It is the weekend before Thanksgiving. I have already ventured out to the grocery store to procure all of the necessities to prepare the vittles for the day. I made space in my freezer earlier in the week for my turkey because Thursday was the day I planned to go grocery shopping and I was not deviating from that plan. While 2020 has required we make major adjustments to many things in our lives, the holiday’s have fallen victim to those adjustments as well. I usually cook for a host of friends and family who parade in and out of my home throughout the day, and for the big group of cousins who will no doubt end up involved in an intense game night at the end of the day…that will not be happening this year. Do I feel a sense of loss; absolutely, but I saw something the other day that said, better Zoomsgiving than ICU Christmas. I can utter a great big AMEN to that. Like everything else this year, we adjust.
I miss my family something terrible. I would love to spend the day laughing and enjoying each other’s company, which we haven’t been able to do in a terribly long while now, but there is a level of responsibility that we all must take. Especially if we hope to be able to get together with one another anytime soon. I spoke with a friend of mine the other day about the holiday and their plans. We both had the same idea in mind, less is better. Both of our families normally have big plans for the holiday, her family is far bigger than mine; so their gathering may include 50+ people. We all realized that individual houses having individual dinners was the best option. Our biggest fear was having a family member that didn’t know they were sick, or being the asymptomatic individual and spreading the virus ourselves. While we are always extra cautious, and have been throughout the entire ordeal, one can not be too careful. Could you imagine bearing the responsibility of knowing you inadvertently infected a loved one, made them really ill, and possibly caused their death. That is why it is so important to stay within your main family unit this season.
What am I doing? Well, normally I would begin prepping around Sunday evening. Chopping all of my vegetables for my dressing and sides. My cornbread dressing and my homemade macaroni and cheese is always the most famous dishes at the table. I would say, the most requested. My husband always wants my sweet potato casserole and my daughter request my homemade yeast rolls. Anyone who has made bread, and has to get it just right – like I do, know that it is a labor of love. Your butter has to be the perfect temperature, your yeast has to be perfect, the room has to be the right temperature, and so on. It is a time consuming process. Since we will not be entertaining, and store bought yeast rolls can be just as tasty…Sister Schubert’s Dinner Yeast Rolls it is.
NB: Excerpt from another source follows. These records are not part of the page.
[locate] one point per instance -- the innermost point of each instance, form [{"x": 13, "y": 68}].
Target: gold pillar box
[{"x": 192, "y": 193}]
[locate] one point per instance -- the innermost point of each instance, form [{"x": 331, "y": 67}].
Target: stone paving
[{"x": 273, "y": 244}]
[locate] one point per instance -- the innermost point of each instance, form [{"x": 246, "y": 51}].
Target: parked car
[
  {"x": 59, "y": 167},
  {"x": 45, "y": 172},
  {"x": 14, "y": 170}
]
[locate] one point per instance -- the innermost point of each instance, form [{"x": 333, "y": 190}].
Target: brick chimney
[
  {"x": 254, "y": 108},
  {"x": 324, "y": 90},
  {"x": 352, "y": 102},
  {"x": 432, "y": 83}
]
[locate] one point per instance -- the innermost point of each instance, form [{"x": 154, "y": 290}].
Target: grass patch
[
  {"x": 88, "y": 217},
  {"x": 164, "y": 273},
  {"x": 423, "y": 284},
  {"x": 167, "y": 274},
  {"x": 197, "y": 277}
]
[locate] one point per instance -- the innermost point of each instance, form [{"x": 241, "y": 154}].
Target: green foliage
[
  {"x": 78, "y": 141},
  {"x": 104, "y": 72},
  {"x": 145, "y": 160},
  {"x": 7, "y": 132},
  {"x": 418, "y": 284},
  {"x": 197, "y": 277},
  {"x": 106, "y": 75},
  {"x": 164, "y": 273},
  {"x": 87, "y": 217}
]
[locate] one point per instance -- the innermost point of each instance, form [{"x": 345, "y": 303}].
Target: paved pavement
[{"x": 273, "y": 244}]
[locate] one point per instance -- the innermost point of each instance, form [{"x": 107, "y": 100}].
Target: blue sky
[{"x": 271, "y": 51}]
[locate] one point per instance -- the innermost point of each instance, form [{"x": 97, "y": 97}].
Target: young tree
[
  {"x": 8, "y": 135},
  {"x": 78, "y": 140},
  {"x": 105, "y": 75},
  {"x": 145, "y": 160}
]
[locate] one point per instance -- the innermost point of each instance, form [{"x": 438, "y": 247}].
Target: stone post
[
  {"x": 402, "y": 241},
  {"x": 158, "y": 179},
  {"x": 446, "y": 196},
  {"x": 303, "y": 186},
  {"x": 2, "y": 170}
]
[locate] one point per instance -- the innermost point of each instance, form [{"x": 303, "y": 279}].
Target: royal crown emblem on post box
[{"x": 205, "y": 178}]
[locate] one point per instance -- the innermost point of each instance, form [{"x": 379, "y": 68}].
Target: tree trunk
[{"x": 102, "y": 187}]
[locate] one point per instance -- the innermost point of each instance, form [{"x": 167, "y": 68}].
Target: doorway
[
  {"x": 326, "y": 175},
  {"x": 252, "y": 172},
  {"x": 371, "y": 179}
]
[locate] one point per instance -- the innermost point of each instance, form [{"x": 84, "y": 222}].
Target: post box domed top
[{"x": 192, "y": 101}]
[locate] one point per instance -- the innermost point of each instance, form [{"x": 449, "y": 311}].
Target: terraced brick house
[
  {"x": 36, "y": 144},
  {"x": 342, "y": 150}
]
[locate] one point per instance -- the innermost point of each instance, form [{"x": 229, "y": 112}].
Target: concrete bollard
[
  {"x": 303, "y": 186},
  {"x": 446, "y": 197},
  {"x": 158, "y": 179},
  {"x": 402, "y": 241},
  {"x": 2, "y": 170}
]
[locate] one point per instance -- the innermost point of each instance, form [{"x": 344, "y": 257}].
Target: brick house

Warm and buttery, straight out of the oven and you would think they were rolled and risen in your own kitchen. The family loves a cajun fried turkey – that I leave up to my husband. I do the injection for the turkey with my own special seasoning blend. My blend is so good, I had just about everyone in the family bring their turkeys last year for me to inject. My secret injection will go to the grave…I may leave it for my daughter in my will. We do two meats, usually a turkey and a ham, and this year I found the smallest spiral ham I could find. I will dress it with pineapples and cherries, glaze it, and it will be melt in your mouth moist. This year I wanted mustard greens, so we are going to have that as well as green beans as our vegetables. I have a 3 pot slow cooker I bring out this time of year to keep my stove from being so crowded, and it is so helpful. For dessert, it is a fight between sweet potato pie and pecan pie. I split the baby and will make one of each. It sounds like a lot of cooking, but not nearly as much as I normally would do, if we weren’t limited by this year’s pandemic. Whatever extras we have, we’re going to put in to-go containers, drive around, and hand out to people down on their luck.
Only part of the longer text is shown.